The next two chapters tackle three crucial texts (Phil 2:6-11; 1 Cor 8:4-6; 15:24-28) of which it is frequently argued that, as well as sharing divine identity, Jesus is somehow subordinated to God, such that the unique status of God is not compromised. In response, Wesley argues (a) that this way of putting things assumes that the identity of God is something Paul conceived of independently of Jesus, which is not the case; (b) that the exalted language used of Jesus indicates that he is not just God-like, but “shown to belong within what makes YHWH unique”; (c) that differentiation and even subordination also appear in some texts; (d) that, taken together, Paul thinks in terms of an “asymmetrical mutuality” between the divine persons; and that (e) only the Trinitarian strategy of redoublement can make sense of this:

As we have seen, classic (both “Eastern” and “Western”) Trinitarian formulations regularly emphasised the need to speak of God “twice over”, describing the three “persons” or hypostases as irreducibly distinct and at the same time describing the three as one in essence or will or power ... such a “redoubled” discourse makes possibly an understanding of what might be called asymmetrical mutuality between God and Jesus, whereby God is not who God is as “father” without Jesus and Jesus is not who he is as the raised and exalted one without God.

As one who has spent five years studying 1 Corinthians in detail, I found Wesley’s account of 15:25 both very convincing and extremely helpful.

Finally he turns to the Spirit, looking at 1 Corinthians 12:3, Galatians 4:4-7 and 2 Corinthians 3:17. His theological exegesis of the latter, in dialogue with the two major ways of reading one of Paul’s most difficult texts (particularly the question of whether “the Lord” is Yahweh or the risen Jesus) is one of the highlights of the book, and he concludes the chapter with a section entitled “Against Binitarianism”:

The “binitarian” descriptor implies (or overtly asserts) that the Spirit is not essential to the story of God and Jesus’ identities. It suggests that Paul’s theology is better limned by keeping the Spirit’s identity and action in a secondary, derivative place from those of God and Jesus. But that, as we have seen, is a perspective exegesis will not support.
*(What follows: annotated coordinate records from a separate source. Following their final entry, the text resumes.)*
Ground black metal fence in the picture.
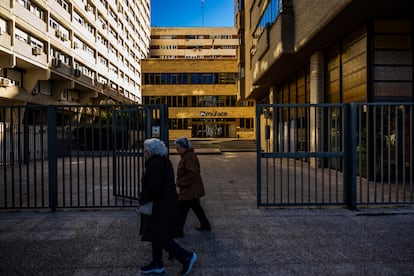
[256,103,414,209]
[0,105,168,210]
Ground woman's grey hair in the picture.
[174,136,191,149]
[144,138,168,156]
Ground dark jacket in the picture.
[177,148,205,200]
[138,156,180,243]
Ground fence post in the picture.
[47,106,57,211]
[343,103,357,210]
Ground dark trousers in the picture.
[179,198,211,229]
[151,240,193,265]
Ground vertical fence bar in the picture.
[47,106,57,211]
[343,104,357,210]
[256,104,262,207]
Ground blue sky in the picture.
[151,0,234,27]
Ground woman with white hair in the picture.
[137,138,197,275]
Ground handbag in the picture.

All in all, this is a fascinating, lucid and creative book. There are some exegetical gems, especially on Romans 4, 1 Corinthians 15 and 2 Corinthians 3, and some serious theological insights. But the greatest strength of Paul and the Trinity is simply that it unites biblical studies and theology, exegesis and systematics, in a way that sheds light on both. As I said above, if you’re interested in either biblical studies or theology, you should probably read it. And if you aren’t, then you should probably stop reading our blog posts. We must be really annoying you.